9. Applicable laws & miscellaneous
- If any provision(s) in this Contract is held by a court of competent jurisdiction
to be contrary to law, then such provision(s) shall be construed, as nearly as
possible, to reflect Carlson's intentions with the other provisions remaining
in full force and effect.
- Carlson's failure to exercise or enforce any right or provision of this Contract
shall not constitute a waiver of such right or provision unless acknowledged and
agreed to by Carlson in writing.
- The section titles in this Contract are solely used for convenience and have no
legal or contractual significance. This Contract may be assigned in whole or in
part by Carlson. This Contract may not be assigned in any manner by you.
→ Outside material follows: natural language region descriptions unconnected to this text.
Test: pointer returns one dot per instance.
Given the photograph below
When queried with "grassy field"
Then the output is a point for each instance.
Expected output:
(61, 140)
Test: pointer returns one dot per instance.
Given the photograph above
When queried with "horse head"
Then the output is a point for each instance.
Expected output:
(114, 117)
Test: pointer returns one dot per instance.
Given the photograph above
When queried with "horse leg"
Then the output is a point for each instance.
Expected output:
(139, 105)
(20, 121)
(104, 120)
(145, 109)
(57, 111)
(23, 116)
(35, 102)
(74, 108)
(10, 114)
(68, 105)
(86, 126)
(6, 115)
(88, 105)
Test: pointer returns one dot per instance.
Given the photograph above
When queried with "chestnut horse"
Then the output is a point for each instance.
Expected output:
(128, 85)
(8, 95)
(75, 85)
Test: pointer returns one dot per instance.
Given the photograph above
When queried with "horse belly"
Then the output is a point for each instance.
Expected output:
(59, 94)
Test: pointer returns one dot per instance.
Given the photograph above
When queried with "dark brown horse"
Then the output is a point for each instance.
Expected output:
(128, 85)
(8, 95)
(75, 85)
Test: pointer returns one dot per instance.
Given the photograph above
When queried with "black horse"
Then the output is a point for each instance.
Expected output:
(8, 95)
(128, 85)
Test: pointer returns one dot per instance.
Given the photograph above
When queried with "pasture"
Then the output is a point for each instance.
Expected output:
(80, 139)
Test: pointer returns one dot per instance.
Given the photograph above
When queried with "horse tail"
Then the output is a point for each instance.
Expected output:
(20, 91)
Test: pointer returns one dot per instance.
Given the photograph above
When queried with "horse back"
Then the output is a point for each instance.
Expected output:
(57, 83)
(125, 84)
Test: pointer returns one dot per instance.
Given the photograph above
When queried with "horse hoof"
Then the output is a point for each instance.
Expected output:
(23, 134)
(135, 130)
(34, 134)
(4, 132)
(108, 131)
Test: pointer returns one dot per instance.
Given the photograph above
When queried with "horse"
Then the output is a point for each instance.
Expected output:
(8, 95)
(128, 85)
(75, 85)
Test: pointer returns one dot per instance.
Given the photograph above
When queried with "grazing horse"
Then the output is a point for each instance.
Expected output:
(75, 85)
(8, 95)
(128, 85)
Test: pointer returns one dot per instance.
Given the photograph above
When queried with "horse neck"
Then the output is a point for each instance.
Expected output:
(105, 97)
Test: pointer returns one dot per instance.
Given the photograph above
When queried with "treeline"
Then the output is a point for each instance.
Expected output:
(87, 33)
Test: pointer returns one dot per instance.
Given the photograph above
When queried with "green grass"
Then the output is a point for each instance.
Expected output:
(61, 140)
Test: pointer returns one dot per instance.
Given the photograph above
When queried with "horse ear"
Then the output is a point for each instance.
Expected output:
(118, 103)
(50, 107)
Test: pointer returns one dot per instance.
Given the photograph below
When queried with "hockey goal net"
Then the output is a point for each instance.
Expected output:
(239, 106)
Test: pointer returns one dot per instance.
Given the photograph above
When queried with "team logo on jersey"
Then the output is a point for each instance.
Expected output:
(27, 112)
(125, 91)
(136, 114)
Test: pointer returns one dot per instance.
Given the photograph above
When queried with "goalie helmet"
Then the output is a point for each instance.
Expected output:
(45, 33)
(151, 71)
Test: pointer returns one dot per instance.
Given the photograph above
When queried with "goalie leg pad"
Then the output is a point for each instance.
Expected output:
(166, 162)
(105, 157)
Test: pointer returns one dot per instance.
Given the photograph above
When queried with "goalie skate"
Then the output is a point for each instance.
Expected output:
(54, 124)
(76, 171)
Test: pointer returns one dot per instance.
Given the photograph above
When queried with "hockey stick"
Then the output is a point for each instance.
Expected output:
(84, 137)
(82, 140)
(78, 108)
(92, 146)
This
Contract shall be governed by and construed in accordance with the laws of the
State of North Carolina notwithstanding any conflict of laws or provisions.
- You irrevocably and unconditionally (i) consent to submit to the exclusive
jurisdiction of the state and federal courts sitting in the County of Rockingham,
North Carolina for any litigation or dispute arising out of or relating to this
Contract, (ii) agree not to commence any litigation arising out of or relating to
this Contract except in North Carolina Courts, (iii) agree not to plead or claim
that such litigation brought therein has been brought in an inconvenient forum,
and (iv) agree the North Carolina Courts represent the exclusive jurisdiction for
all disputes relating to this Contract.